Having worked in insurance, that's not what the companies usually do. Denying explicitly for clear but legally hard to defend reasons, especially those which a jury would likely rule against, isn't a good way to reduce costs and losses. (They usually will just say no and wait to see if you bother following up. Anyone determined enough to push to get a reasonable claim is gonna be cheaper to pay out for than to fight.)
Yes - the word 'global' is a minimum necessary qualification for referring to catastrophes of the type we plausibly care about - and even then, it is not always clear that something like COVID-19 was too small an event to qualify.

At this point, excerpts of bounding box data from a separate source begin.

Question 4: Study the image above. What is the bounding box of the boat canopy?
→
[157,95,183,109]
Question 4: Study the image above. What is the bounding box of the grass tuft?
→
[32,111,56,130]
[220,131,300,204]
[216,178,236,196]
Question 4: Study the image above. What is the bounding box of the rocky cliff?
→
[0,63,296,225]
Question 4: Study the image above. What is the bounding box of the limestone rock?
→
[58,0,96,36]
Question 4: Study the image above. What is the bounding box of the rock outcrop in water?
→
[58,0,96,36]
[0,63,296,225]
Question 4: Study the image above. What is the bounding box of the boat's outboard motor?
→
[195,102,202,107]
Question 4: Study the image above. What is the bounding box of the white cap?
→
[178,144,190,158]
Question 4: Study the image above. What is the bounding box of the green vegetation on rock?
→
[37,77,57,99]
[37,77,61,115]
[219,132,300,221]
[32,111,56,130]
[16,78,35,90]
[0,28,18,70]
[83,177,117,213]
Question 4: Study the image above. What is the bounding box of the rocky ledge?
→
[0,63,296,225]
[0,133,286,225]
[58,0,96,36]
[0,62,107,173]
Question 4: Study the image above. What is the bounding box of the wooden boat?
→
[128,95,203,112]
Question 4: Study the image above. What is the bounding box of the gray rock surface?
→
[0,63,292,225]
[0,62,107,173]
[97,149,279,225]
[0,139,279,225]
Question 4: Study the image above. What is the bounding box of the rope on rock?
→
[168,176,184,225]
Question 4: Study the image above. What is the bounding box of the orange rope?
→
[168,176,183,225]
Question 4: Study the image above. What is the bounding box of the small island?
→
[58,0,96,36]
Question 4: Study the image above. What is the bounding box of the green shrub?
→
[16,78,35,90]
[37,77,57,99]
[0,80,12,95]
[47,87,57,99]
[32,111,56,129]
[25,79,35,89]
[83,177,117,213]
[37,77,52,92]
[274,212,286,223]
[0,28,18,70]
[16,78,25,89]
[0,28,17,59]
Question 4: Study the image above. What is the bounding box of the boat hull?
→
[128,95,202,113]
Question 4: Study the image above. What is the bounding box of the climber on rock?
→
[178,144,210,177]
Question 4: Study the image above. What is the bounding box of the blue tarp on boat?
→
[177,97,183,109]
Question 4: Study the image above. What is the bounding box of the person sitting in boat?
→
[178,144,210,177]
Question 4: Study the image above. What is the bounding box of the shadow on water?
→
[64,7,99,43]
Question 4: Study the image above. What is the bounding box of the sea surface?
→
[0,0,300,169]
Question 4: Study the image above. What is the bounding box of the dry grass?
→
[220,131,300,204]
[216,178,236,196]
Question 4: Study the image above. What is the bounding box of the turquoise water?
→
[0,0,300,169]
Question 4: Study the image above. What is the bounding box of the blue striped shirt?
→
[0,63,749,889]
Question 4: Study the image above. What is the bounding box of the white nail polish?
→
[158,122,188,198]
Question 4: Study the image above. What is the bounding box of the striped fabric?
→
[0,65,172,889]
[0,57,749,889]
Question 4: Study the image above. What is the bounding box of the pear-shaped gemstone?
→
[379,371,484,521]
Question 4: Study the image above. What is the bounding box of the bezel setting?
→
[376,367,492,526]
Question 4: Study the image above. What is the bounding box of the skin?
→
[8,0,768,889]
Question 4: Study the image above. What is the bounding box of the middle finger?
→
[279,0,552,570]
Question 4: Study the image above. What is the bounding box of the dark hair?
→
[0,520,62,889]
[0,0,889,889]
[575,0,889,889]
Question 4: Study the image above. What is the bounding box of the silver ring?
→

I definitely appreciate that confusion. I think it's a good reason to read the sequence and think through the questions clearly; https://www.lesswrong.com/s/p3TndjYbdYaiWwm9x - I think this resolves the vast majority of the confusion people have, even if it doesn't "answer" the questions.
The math is good, the point is useful, the explanations are fine, but the embracing straw vulcan version of rationality and dismissing any notion of people legitimately wanting things other than money seems really quite bad, which leaves me wishing this wasn't being highlighted for visitors to the site.